Open up the boys club

There was a segment on 4BC Breakfast last year, and for many years previous I assume, where a local identity joined the show every morning and talked about something interesting.
I didn’t grow up in Brisbane but now call it home and I legitimately wanted to know who Obie was and why he had a segment every morning. And I worked there.
Obie’s probably a great bloke but I listened every morning and could never figure out who he was or what he did.
Listeners want to join the boys club, but we’d like an invitation.

Innovation on DAB

The greatest innovations on DAB in 2013 were a re-broadcast of Smooth FM into Brisbane, Fairfax starting a podcast/live sport station, ABC’s donation of Dig to JJJ and 96five innovating in the Christian music space. There’s probably others, but no-one would know about them, DAB is the sleeping giant that keeps on being fed sleeping tablets.
I challenge someone to do something absolutely crazy on DAB, something that would create talk and lead the charge on DAB receiver sales.

Non stop ad DAB channel

Here’s an idea for a new DAB channel: in the same way TV has gone, start a non-stop advertising channel. Companies can buy air-time and put whatever they want on air. Or maybe it’s nonstop local information that interests a certain demographic. Maybe there’s an opportunity there that no-one has even thought of?

Get celebrity gossip news right

My wife is the prime candidate for everything SCA is trying to do with celeb gossip and the culture surrounding it, but she doesn’t care about it. She does however wake up every morning and before I even get a kiss or a cuddle she’s checking people.com on her mobile.
She doesn’t even check the people.com app, it’s not as good as the website she tells me.
Britt is demographically right in the middle of the B105 target, she even likes radio, we met because she missed my breakfast radio show when I left, but she doesn’t care for Scoopla or anything of that feel on B105.
I don’t know what the answer is, but it’s not whatever is happening right now.
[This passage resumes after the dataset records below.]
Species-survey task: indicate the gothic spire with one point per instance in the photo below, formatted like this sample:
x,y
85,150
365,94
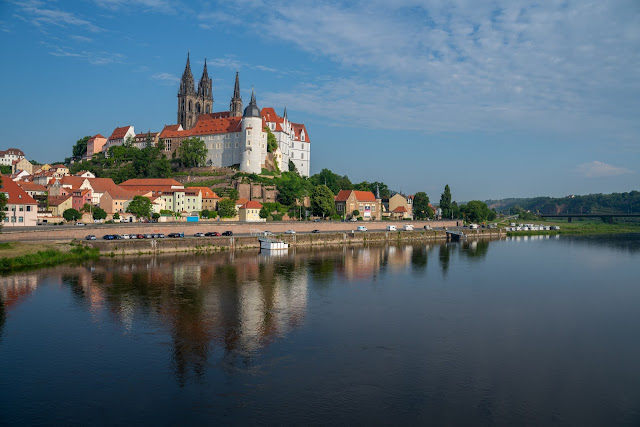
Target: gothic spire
x,y
235,107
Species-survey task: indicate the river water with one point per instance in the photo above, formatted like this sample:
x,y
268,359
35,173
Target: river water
x,y
529,331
Recycle your radio content

That piece that you spent all day producing for that comedy segment is probably really good. Why can’t that get some airtime later on, over the next 6-12 months, 5-20 times? Package it up and keep it in the can.
Here’s the key though: when you play it back don’t apologise about how it’s something old. Back yourself, just play it with no apologies. If it’s good content then it’s got legs for months.

Resource regional

Regional radio is the poor sister to metro as far as resources go, but when it comes to care-factor, the residents of Mackay rely on Sea FM’s Jay and Dave much much much more than any resident of Brisbane would rely on Spencer Howson. That’s not to take away from Spencer, or anyone else on air in Brisbane, but they just have so many options. A Brisbane resident can go to the Brisbane Times website, the Courier Mail, anyone of the live and local radio and TV stations. Mackay residents have a much smaller media selection for ultra-local news.
Regional radio is just so much more important to it’s community. Jay and Dave in Mackay, Wayne in Esperance or Glenney in Kalgoorlie are the underrated heroes of their communities and they deserve a pay-rise, extra resources and a promotions budget.
It’s just a damn shame if they don’t get it and end up in real estate like most regional radio superstars do.

Be useful on Facebook

There’s enough memes on Facebook to keep everyone busy for years. Here’s what’s lacking: actual useful information and entertainment.
The greatest void on the Internet today is in original, relevant, relational, quality content.
Yep – what you do on air is missing online. You can connect the dots right?